Ne yapacağız bu durumda?

Huzur evlerinin, yaşlı bakım ve rehabilitasyon merkezlerinin sayısını hızla arttıracağız!

Çare bu!

Ne bileyim, epeyce yaşlandım ya….

Bende de “Ey Serdar, sen de huzur evine bırakılmaya şimdiden hazırlan!” duygusunu oluşturuyor, Sayın “Aile” Bakanı’nın bu söylemi.

*

İşte, burada oturmuş, “Ailemiz nasıl kurtulur?” üzerine kafa patlatıyoruz.

Katıldığımız televizyon programlarında, meseleyi bir şekilde “Anadolu Ailesi”ne getiriyor, “Boşanmalar artıyor, evlenmeler azalıyor, Anadolu Ailesi hızla tükeniyor!” diyoruz…

Ah, “En az 3 çocuk” meselesi.

Evlenme çağına gelmiş gençlere soruyorum; “En az 3 çocuk Allah’ın izniyle” diyenlerin oranı ihmal edilebilecek kadar düşük.

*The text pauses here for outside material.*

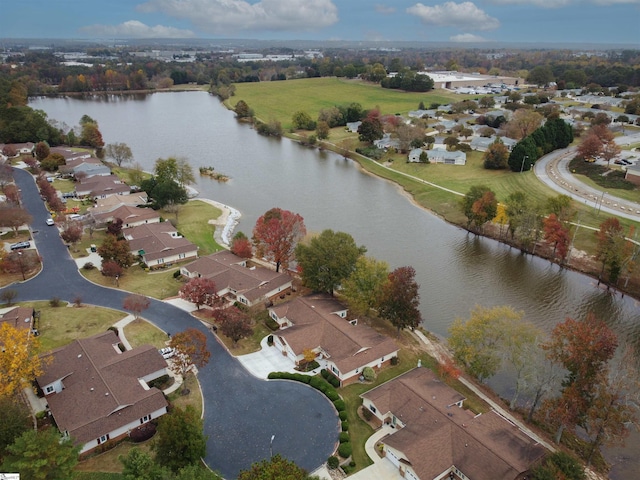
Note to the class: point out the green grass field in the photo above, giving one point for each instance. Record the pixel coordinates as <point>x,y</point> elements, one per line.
<point>279,100</point>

“Evlenip de başıma dert mi alayım!” diyenlerin oranı ise, maalesef hayli yüksek!..

Geçim endişesi var, güven bunalımı var, “Ya süresiz nafaka derdi çıkarsa başıma?” korkusu var…

Var oğlu var!

Çevremde, birçok “boşanmış” ya da “boşanmakta olan” aile görüyorum.

Hani, hep “beka meselesi” diyoruz ya, gayet haklı ve isabetli olarak…

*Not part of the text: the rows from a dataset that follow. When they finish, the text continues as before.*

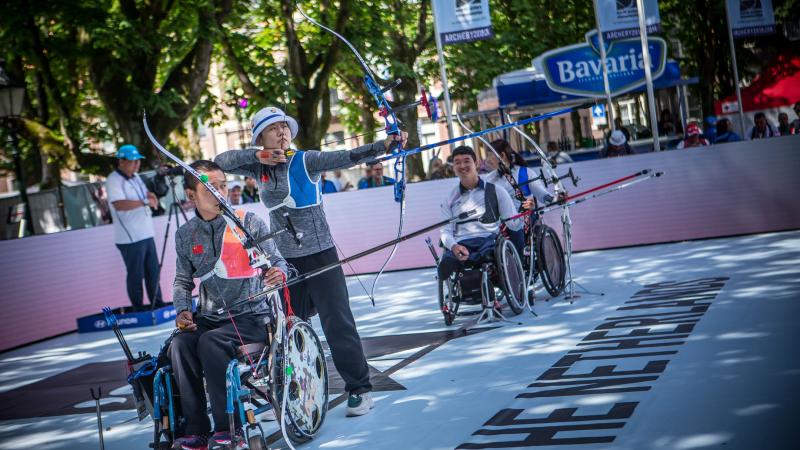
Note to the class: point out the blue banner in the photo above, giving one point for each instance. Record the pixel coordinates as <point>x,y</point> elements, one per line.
<point>460,21</point>
<point>578,70</point>
<point>751,17</point>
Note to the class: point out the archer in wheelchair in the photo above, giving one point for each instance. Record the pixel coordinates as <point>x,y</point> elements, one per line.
<point>543,255</point>
<point>480,254</point>
<point>235,351</point>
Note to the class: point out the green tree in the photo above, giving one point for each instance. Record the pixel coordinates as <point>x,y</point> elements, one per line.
<point>92,67</point>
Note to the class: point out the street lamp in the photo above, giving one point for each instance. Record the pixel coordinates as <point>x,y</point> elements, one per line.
<point>11,100</point>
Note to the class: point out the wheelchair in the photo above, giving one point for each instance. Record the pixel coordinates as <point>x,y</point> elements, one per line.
<point>544,259</point>
<point>486,282</point>
<point>287,374</point>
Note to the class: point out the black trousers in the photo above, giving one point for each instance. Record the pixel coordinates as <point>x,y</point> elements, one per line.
<point>141,262</point>
<point>327,294</point>
<point>207,352</point>
<point>480,249</point>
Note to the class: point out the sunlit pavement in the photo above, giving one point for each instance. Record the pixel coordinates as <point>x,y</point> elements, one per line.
<point>723,373</point>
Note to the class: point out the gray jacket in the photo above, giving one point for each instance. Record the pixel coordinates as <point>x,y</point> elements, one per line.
<point>198,244</point>
<point>310,221</point>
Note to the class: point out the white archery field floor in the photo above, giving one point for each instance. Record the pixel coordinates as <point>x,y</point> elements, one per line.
<point>731,380</point>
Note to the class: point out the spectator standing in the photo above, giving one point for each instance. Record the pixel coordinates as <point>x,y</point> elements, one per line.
<point>694,137</point>
<point>436,169</point>
<point>710,134</point>
<point>784,128</point>
<point>762,129</point>
<point>666,126</point>
<point>377,178</point>
<point>337,181</point>
<point>130,204</point>
<point>250,191</point>
<point>617,145</point>
<point>795,128</point>
<point>724,132</point>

Aile meselesi, beka meselesi değil mi?

Nüfusumuz Kıta Avrupası’ndan bile 4-5 kat hızlı yaşlanıyorsa, boşanma sayıları hızla artıyorsa ve evliliği “başa dert” olarak görenlerin oranı da, böyle, hızla artıyorsa nasıl çıkacağız bu işin içinden?

Daha çok “huzur evi” yaparak mı?

*

Ben “İş bitti arkadaş, bu kadar çok olumsuzluk ve bu kadar çok saldırı varken Anadolu Ailesi’nin bitişini engelleyemeyiz!” yollu lâflara asla katılmıyorum.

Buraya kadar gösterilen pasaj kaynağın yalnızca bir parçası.